Single by the Shangri-Las

from the album Shangri-Las-65!
- B-side: "Bull Dog / Sophisticated Boom Boom on some pressings"
- Released: October 1965
- Genre: Pop
- Length: 3:12
- Label: Red Bird
- Songwriter: Shadow Morton
- Producer: Shadow Morton

The Shangri-Las singles chronology
| "Right Now and Not Later" (1965) | "I Can Never Go Home Anymore" (1965) | "Long Live Our Love" (1966) |

= I Can Never Go Home Anymore =

"I Can Never Go Home Anymore" is a song written by Shadow Morton and performed by the Shangri-Las. It reached number 6 on the U.S. pop chart in 1965. The song was added to their 1965 album Shangri-Las-65! (reissued as I Can Never Go Home Anymore).

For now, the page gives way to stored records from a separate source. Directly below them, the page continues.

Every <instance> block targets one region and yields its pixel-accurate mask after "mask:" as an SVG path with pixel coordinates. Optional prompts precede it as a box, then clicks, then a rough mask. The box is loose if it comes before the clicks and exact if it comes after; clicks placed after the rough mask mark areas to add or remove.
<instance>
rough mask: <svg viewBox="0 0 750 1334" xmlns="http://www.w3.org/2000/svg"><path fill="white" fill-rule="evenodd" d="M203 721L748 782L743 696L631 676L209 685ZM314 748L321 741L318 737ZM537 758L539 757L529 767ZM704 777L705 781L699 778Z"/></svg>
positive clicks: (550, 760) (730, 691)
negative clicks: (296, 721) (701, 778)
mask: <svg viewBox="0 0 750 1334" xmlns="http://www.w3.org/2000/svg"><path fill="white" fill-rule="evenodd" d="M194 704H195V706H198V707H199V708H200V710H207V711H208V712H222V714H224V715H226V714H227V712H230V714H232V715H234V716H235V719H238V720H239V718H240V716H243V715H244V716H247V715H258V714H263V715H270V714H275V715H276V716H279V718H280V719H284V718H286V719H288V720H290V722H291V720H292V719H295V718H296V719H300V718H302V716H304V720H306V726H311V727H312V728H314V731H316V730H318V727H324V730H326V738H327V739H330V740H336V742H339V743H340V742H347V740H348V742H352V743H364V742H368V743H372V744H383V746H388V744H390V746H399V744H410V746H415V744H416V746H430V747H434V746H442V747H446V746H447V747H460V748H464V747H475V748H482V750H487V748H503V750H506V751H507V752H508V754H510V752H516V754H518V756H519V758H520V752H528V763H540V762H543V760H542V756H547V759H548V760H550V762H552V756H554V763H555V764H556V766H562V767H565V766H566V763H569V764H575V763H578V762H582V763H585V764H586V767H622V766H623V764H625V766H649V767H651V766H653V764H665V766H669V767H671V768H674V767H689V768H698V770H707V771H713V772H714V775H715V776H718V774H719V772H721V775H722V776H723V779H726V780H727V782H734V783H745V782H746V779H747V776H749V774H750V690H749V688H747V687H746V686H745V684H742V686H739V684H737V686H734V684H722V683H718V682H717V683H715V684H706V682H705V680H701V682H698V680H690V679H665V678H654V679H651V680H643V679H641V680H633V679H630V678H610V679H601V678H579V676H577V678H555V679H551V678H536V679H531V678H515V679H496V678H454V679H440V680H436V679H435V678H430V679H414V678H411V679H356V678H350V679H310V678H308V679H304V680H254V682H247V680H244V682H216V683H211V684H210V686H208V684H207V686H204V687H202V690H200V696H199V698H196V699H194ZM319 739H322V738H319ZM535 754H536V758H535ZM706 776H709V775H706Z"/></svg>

The single was arranged by Artie Butler and produced by Shadow Morton.

== Lyric content ==
A girl threatens to run away if her mother will not allow her to do what she wants, but she is advised against it by another girl (the song's narrator) whose circumstances turned tragic after having done the same. After a heated disagreement with her mother over a boy, the narrator packed some clothes and left home. She forgot about the boy immediately after and thought about her mother's love and care. Before the narrator could return home, her mother died of a broken heart.

==Other versions==
- In 1965, the Detergents released a parody song, "I Can Never Eat Home Anymore", that was not as successful as their previous spoof on the Shangri-Las, "Leader of the Laundromat".
- David Wrench released a version of the song on his 1998 EP David Wrench Sings the Songs of The Shangri-La's [sic].